What Was the Value of Scrap Metal in 2011 for a Junked Car?
If you hauled your car in during this year to a junkyard or called a scrapping service, you could have expected a reasonably nice haul. The scrapyard could have expected to extract over $800 worth of metal on average that year. The average car is about 2,150 pounds of scrap metal and it would have gone for an average of $866. No other year since then has been that high.
Of course, that’s the value for the junkyard or scrapping service, as opposed to the value of the cash in your hand.
But if you had a car sitting in the back of your yard that hadn’t been driven in 15 years, that’s not too shabby. Plus, you get the vehicle off your property, which is often every bit as valuable as the actual cash.
What Affects the Price of My Scrapped Car?
Plenty. The local market, regional market, national balance, tax policies, and subsidies can all factor into how much a car is worth. In other words, it’s at the mercy of forces from just outside your front door and around the world. We’ll look at the three major metals that you need to know about.
In 2011, steel scrap price was nearly $400. In 2016, it dipped to about half that. Since, then it’s been ping-ponging, going from $323 in 2018 to $266 in 2019 before dropping yet again in 2020 to $251.
As for aluminum, the price went from $1.14 per pound in 2011 to $.72 in 2020. Much like steel, the prices never went any higher than in 2011, and we saw an all-time low of $.70 in 2016 before landing at $.72 in 2020. The price of aluminum is correlated with the world’s Gross Domestic Product (GDP), so it’s more dependent on the international economy than the local one.

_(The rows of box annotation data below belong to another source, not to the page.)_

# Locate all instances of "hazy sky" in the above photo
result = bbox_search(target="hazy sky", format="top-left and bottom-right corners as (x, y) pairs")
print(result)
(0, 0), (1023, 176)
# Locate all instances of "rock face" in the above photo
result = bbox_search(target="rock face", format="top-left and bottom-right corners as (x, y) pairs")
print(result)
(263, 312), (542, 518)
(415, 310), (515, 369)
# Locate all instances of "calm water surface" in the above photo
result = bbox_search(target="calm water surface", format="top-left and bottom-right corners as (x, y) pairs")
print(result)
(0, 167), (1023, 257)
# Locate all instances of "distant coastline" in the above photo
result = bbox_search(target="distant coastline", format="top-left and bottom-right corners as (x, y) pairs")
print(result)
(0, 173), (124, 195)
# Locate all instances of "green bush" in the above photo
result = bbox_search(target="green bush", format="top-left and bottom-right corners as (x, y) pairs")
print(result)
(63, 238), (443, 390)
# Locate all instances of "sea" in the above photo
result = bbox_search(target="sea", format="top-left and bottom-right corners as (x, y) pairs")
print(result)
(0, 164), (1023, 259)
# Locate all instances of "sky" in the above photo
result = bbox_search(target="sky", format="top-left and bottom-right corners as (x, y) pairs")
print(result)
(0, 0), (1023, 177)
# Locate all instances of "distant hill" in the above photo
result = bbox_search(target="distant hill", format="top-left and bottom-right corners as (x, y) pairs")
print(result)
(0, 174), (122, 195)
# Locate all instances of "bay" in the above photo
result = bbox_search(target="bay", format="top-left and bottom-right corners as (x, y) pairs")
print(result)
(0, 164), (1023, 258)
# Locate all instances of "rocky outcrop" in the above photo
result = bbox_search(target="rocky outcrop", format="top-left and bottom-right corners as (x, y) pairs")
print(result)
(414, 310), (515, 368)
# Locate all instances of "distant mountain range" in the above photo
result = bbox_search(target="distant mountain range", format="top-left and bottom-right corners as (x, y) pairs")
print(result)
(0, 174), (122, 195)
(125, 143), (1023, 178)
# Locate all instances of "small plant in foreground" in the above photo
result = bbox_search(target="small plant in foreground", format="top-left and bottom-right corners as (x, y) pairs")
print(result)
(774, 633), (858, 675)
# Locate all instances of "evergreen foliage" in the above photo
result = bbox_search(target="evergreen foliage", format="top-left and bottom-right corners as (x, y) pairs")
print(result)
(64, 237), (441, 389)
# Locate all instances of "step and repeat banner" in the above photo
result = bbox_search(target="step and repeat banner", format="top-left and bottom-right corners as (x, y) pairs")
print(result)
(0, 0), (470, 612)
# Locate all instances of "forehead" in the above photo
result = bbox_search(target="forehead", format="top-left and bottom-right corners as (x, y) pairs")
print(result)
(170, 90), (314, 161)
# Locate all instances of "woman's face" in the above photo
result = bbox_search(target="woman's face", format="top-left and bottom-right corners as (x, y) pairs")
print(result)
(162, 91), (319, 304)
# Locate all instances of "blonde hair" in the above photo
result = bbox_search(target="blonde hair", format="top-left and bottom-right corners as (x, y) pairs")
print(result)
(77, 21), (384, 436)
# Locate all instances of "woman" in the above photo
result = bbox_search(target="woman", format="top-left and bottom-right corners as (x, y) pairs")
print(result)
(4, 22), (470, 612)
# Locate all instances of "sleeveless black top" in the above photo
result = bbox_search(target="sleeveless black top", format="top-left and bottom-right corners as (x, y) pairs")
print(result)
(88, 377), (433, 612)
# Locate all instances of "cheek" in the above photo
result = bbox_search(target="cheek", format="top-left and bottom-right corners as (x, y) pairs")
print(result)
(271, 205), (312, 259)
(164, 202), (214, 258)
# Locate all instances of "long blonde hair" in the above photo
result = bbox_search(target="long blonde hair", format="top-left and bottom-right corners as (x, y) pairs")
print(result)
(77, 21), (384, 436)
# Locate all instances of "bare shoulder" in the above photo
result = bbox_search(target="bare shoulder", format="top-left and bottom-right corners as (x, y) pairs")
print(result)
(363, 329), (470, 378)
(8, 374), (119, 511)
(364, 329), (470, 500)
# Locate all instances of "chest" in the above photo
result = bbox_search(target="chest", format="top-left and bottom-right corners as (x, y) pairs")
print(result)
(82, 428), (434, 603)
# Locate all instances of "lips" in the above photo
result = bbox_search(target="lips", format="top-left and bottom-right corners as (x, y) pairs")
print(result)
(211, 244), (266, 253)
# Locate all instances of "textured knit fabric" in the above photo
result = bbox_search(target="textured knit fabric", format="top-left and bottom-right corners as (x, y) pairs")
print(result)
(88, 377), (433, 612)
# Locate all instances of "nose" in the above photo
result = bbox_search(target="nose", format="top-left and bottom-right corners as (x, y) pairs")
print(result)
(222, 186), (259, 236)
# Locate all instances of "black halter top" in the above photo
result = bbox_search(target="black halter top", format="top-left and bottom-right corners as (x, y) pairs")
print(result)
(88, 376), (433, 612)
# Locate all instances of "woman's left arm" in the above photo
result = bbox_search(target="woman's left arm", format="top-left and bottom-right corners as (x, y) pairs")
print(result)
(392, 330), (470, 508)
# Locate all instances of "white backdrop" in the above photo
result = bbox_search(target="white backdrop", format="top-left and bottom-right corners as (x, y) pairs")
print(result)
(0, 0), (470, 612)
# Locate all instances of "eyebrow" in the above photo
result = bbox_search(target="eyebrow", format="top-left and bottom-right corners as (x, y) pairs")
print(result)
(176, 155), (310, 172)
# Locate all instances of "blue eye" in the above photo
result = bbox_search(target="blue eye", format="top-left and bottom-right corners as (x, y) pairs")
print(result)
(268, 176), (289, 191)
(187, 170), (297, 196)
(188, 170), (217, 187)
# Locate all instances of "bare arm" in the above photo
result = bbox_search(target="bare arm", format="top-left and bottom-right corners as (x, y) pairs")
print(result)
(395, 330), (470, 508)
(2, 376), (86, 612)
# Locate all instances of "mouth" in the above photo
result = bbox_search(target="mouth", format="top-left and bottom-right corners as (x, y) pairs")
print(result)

The more growth there is around the world, the more prices for aluminum will climb. So a metric ton of the metal would have gotten a seller $2,752 in 2011 and $1,456 mid-way through 2020. It’s amazing how many variations can be found in the world of scrapping!
Lastly, we’ll look at the prices of copper. Peaking in January of 2011 at $4.58 per pound, the average for that year was $4. In 2016, the average price was $2.20. In 2020, the prices bounced back some with an average of $2.70.
An Unpredictable Recovery
The pandemic pushed prices down even further, though we are starting to see a rebound thanks to the recovery of China . Still, because we likely won’t see things go back to normal for a while, the future is less than predictable.
There are other factors when it comes to extracting all of the value from your car. For instance, your converter will have other valuable metals. But that platinum group is still not enough to get your price anywhere near what we would have seen in 2011.
How Much Will You Actually Get?
It’s tough to get more than $500 for a scrapped car today, and even getting that much would be unlikely. It takes a lot of resources to separate the metals from a car, which needs to be factored into how much you’re offered. After the scrap yard or service has deducted the labor and equipment used (plus any profits), they’ll offer you what’s leftover.
In other words, if you had sold a Honda Civic in 2011, you could essentially expect about half the price for the same car in 2020. It can be slightly easier to swallow the reality when you understand the reasons for it.